哲学とワインと・・ 池田晶子ファンのブログ

文筆家池田晶子さんの連載もの等を中心に、興味あるテーマについて、まじめに書いていきたいと思います。

『白川静』(平凡社新書)

2008-12-15 23:18:23 | 知識人
 2年前に96歳で亡くなられた有名な漢字学者の評伝であるが、著者自身(松岡正剛氏)、書くべき者が書いたという感慨と自負を表明している通り、白川静氏についての客観的評伝というよりも、白川静氏と松岡正剛氏と心身融合して書いたのではないかと思うくらい、松岡氏の思いがあふれ出ている本である。松岡流白川静伝なのである。しかし、それはそれでその思いに委ねて読んで、損はない内容だと思う。

 最初に漢字学者と書いたが、この本を読むと、決してその枠に留まらない研究者であったことがわかる。漢字の呪能の話にはじまり、漢字の語源的解明によって古代の中国や日本の民俗や世界観まで解明できるという。いわば文字以前に人が持っていた世界観を、漢字を基に知ることができるのだ。

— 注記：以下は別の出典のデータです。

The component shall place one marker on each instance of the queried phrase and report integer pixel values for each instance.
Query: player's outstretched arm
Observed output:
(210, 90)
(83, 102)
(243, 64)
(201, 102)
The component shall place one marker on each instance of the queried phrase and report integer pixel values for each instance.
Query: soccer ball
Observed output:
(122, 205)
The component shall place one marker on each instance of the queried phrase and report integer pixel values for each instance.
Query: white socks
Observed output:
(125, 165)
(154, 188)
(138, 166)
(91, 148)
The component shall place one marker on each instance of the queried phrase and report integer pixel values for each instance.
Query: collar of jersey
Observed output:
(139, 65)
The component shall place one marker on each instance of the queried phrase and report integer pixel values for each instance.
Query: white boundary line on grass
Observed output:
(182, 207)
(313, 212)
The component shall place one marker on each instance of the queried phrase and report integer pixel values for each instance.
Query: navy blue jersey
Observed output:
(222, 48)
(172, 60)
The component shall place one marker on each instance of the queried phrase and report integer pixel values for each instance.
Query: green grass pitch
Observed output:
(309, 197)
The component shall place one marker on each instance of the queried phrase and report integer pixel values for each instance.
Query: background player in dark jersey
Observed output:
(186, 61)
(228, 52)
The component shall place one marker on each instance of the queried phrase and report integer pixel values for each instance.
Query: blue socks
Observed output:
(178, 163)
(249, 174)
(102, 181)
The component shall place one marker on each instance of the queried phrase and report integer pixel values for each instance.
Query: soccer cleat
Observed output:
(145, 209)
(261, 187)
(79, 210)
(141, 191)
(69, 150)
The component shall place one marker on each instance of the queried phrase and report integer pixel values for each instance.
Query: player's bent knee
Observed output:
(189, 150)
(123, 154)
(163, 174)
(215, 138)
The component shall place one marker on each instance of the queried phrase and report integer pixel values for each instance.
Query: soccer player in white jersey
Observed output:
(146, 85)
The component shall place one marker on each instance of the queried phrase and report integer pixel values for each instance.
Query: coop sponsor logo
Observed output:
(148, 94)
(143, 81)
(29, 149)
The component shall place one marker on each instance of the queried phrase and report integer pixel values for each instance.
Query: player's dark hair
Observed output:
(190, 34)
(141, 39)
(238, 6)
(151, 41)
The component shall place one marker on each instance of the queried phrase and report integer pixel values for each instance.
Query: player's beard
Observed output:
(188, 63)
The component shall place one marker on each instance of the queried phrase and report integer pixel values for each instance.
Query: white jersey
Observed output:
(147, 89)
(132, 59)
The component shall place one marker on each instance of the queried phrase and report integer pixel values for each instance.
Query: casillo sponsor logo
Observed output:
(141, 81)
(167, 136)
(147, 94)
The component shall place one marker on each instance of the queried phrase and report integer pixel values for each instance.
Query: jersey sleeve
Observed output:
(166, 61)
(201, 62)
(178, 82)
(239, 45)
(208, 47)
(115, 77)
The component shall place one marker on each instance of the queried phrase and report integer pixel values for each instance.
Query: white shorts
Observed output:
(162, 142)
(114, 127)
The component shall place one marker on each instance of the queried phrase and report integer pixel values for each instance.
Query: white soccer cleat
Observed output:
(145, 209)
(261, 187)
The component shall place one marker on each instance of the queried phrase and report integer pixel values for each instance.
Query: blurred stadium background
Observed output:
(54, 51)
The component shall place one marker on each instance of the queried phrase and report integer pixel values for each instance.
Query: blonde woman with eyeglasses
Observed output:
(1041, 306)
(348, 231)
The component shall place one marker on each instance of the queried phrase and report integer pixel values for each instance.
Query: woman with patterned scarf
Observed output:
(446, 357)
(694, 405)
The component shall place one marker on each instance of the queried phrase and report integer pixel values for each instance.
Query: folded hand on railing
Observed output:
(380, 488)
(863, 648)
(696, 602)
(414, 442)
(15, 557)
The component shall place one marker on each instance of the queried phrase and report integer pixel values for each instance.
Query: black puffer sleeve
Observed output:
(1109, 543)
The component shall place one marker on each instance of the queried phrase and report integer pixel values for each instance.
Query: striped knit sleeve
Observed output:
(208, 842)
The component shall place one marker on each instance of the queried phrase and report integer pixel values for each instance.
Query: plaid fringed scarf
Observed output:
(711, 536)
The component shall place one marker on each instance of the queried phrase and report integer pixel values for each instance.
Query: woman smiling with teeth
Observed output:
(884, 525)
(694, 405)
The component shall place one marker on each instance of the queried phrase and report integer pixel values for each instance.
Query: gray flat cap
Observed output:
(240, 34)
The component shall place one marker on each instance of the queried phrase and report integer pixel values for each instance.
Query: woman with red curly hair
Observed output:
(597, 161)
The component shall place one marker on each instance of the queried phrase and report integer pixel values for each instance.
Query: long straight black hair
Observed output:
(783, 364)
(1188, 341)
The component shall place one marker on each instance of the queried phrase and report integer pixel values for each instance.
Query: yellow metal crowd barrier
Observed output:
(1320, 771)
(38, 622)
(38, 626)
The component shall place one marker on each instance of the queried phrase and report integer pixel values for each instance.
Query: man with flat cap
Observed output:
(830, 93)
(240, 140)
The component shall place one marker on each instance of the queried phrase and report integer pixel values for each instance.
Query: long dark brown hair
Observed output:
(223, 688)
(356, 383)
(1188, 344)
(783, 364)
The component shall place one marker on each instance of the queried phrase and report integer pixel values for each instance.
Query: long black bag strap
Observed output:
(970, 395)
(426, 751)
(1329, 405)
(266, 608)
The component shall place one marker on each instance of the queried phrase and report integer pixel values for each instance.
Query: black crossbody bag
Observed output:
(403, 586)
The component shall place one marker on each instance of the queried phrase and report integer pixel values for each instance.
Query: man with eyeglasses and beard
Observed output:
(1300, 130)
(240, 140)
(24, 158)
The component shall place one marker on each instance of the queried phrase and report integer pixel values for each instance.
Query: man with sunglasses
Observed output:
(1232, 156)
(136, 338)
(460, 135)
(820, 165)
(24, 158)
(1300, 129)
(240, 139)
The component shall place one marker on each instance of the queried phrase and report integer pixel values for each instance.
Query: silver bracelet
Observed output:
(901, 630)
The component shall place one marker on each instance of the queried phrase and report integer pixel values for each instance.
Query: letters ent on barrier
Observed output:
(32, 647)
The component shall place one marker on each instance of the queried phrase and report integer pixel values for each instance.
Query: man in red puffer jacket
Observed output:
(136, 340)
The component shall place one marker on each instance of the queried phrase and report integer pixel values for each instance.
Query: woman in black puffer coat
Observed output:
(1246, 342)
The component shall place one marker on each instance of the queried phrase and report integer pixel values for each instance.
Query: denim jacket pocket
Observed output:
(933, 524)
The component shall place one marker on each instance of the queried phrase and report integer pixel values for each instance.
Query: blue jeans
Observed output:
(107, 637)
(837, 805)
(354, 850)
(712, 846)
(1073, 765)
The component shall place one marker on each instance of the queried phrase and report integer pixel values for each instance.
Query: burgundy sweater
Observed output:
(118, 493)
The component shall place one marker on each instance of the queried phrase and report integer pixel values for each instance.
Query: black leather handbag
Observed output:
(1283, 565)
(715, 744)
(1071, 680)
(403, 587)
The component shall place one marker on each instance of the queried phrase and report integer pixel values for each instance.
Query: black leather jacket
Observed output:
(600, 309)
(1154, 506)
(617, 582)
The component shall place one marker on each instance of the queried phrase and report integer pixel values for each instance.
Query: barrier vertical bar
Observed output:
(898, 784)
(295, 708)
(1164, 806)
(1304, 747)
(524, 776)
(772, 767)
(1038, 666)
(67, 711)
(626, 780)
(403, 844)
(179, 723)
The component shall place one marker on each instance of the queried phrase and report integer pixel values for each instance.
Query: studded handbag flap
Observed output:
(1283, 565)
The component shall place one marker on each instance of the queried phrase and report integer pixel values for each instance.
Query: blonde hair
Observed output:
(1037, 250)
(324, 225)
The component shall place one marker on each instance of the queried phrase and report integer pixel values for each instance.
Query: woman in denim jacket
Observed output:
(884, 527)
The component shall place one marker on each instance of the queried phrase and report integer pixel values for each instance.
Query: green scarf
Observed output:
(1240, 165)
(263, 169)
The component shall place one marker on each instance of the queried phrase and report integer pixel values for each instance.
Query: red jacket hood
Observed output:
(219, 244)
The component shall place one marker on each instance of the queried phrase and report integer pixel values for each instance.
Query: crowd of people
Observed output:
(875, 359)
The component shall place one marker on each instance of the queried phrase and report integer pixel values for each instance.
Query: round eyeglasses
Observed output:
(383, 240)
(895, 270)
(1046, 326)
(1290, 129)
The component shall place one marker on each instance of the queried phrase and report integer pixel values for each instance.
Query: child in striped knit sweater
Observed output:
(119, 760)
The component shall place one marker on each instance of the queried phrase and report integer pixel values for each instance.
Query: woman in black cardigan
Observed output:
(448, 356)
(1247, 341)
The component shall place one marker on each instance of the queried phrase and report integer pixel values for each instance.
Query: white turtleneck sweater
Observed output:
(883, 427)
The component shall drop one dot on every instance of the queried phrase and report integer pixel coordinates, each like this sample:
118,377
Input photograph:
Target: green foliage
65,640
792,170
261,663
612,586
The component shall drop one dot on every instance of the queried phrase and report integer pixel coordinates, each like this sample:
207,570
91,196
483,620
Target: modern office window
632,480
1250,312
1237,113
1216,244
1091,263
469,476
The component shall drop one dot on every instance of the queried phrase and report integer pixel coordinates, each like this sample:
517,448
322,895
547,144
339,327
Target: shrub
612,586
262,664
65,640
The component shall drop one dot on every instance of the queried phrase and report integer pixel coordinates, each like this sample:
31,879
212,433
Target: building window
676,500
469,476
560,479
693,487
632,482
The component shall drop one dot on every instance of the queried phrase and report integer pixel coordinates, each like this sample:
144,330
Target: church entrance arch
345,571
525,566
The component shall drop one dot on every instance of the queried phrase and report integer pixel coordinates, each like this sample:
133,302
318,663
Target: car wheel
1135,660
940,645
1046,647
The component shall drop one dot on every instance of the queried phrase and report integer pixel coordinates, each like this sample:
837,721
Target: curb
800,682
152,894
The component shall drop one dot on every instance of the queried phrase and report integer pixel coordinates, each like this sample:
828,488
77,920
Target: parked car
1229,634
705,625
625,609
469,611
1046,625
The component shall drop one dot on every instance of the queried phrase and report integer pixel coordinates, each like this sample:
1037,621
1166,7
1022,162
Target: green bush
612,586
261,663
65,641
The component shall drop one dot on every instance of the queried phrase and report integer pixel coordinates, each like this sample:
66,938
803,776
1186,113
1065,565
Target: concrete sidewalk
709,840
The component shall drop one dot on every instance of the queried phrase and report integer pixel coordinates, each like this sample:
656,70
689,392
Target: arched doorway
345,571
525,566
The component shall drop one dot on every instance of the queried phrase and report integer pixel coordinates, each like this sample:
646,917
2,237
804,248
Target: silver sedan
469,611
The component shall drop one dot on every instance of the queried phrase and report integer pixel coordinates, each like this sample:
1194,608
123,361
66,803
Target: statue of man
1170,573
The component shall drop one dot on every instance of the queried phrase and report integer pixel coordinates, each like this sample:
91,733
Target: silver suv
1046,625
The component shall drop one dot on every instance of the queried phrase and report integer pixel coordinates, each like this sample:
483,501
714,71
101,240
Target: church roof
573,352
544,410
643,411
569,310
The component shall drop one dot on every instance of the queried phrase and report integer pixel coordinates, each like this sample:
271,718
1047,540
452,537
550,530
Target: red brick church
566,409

 漢字に限らず、例えば万葉集の歌に関する解析でも「目から鱗」のような鋭さであることが触れられている。例として、万葉集の歌の「草摘み」や「標野」がかなり神聖な呪術的儀式を意味することが、わかりやすく説明されている。その他、詩経や孔子などについても白川静氏らしい解釈が挙げられている。松岡氏のこの本は白川静氏の入門書として結構お薦めである。